Toutefois, il est important de relativiser, comme de s’interroger sur la perception dont nous disposons pour observer ce conflit. Sans être directement présent sur le front pour recueillir le ressenti, palper l’ambiance et capter le moral général des troupes, la vision peut rapidement se biaiser. Sans exclure les témoignages, les chiffres ou les vidéos présentent sur le déroulement des combats, ce qui est essentiel de garder à l’esprit est le biais par lequel l’information passe et l’auteur des sources. Pour cause de la distance, il y a une certaine dépendance aux faits qui nous sont donnés d’entrevoir : « Très concrètement, nous avons tendance à nous focaliser sur les réseaux sociaux, pour cause de toutes les vidéos misent en ligne sur les succès tactiques des Ukrainiens, tient à préciser Philippe Migault. Le problème, c’est que nous tirons, à partir de quelques images tournant en boucle dans les réseaux sociaux, vis-à-vis de succès local Ukrainien, des conclusions parfois erronées. »

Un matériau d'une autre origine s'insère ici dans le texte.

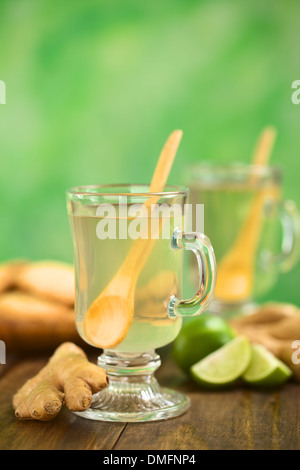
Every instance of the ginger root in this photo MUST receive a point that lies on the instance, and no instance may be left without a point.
(276, 326)
(67, 378)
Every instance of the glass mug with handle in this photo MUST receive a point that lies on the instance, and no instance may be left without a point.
(254, 233)
(107, 222)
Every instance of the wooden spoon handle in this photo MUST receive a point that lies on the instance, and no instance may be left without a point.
(141, 248)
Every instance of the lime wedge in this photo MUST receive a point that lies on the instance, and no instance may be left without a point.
(265, 370)
(224, 366)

Une propagande, donc, menée par les Ukrainiens. L’une de ces guerres dans la guerre : celle de l’information. « Les Ukrainiens sont assez forts en communication », dénote Isabelle Facon. Côté russe, « on voit des désertions, avec du matériel abandonné. Des blindés qui restent sur place sans personne à leurs bords. Ce n’est pas une “débandade”, mais cela démontre que l’armée russe ne va pas bien, et cela peut faire oublier qu’elle n’a pas dit son dernier mot ».

La directrice adjointe du FRS souligne également qu’il « ne faut pas s’attendre à ce que Poutine admette qu’il se soit trompé et que ce dernier fasse marche arrière ». Ainsi, l’ascension de certaines craintes commencent déjà à s’immiscer dans les perspectives de chacun quant à l’issue de cette guerre. Nous pouvons d’ores et déjà l’observer, l’armée russe risque de revenir à des méthodes plus « traditionnelles » : « L’armée russe est une armée d’artillerie, et les tirs de missiles s’intensifient à mesure que le conflit se prolonge. On pourrait également voir une armée de l’air plus présente puisque, pour l’instant, elle est plutôt sur la réserve. »

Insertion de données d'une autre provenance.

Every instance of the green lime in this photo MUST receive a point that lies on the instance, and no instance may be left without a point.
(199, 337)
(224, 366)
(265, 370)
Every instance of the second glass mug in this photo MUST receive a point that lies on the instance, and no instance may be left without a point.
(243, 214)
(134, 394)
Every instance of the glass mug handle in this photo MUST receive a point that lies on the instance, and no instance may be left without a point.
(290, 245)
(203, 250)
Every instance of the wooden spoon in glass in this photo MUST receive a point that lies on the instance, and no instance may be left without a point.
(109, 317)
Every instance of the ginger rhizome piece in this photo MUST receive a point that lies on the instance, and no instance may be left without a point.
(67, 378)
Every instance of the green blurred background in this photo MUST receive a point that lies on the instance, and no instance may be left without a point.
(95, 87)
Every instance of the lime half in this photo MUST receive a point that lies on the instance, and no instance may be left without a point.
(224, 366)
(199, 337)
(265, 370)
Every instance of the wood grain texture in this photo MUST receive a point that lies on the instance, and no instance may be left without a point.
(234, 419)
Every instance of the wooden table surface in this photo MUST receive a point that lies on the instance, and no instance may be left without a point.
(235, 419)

Le dilemme des pertes humaines

Pendant ce conflit, certains se basent sur les pertes humaines russes afin de justifier un échec. Selon les renseignements américains, 7000 décès sont relevés dans les rangs de l’armée entre le 24 février et le 17 mars. Du côté de Moscou, le Kremlin n’a plus donné d’informations à ce sujet depuis le 2 mars dernier, avec un compteur arrêté à 493 soldats tués. La spécialiste des politiques de sécurité et de défense russes souligne la stratégie de Vladimir Poutine : « Son discours a un peu évolué car, aujourd’hui, il ne nie plus la perte de troupes russes. Celui-ci le présente comme un sacrifice pour une juste cause, un combat pour éviter le génocide des populations russes et russophones du Donbass. »

Sur le front, la mort est pourtant omniprésente. Une guerre provoque inévitablement des pertes humaines dans les rangs de l’armée. Des généraux russes ont également perdu la vie dans les affrontements. Comme une aspiration de dernier recours, la société actuelle espèrerait une guerre qui n’engendre aucune victime. Marqués par la mort de ses appelés en Afghanistan et en Tchétchénie, la population russe accepte de moins en moins le sacrifice des jeunes pour des opérations militaires, même chez son voisin ukrainien. Vladimir Poutine a pris soin de rassurer les Russes en promettant qu’aucun appelé ne foulera le terrain. Toutefois, selon le journal indépendant russe, Meduza, des conscrits seraient en Ukraine, dont certains possiblement déjà tombé au champ d’honneur. À l’instar des Occidentaux, les Russes tolèrent la perte de ceux qui s’engagent volontairement – sans que les chiffres soient trop élevés – mais n’acceptent plus la perte de ses appelés.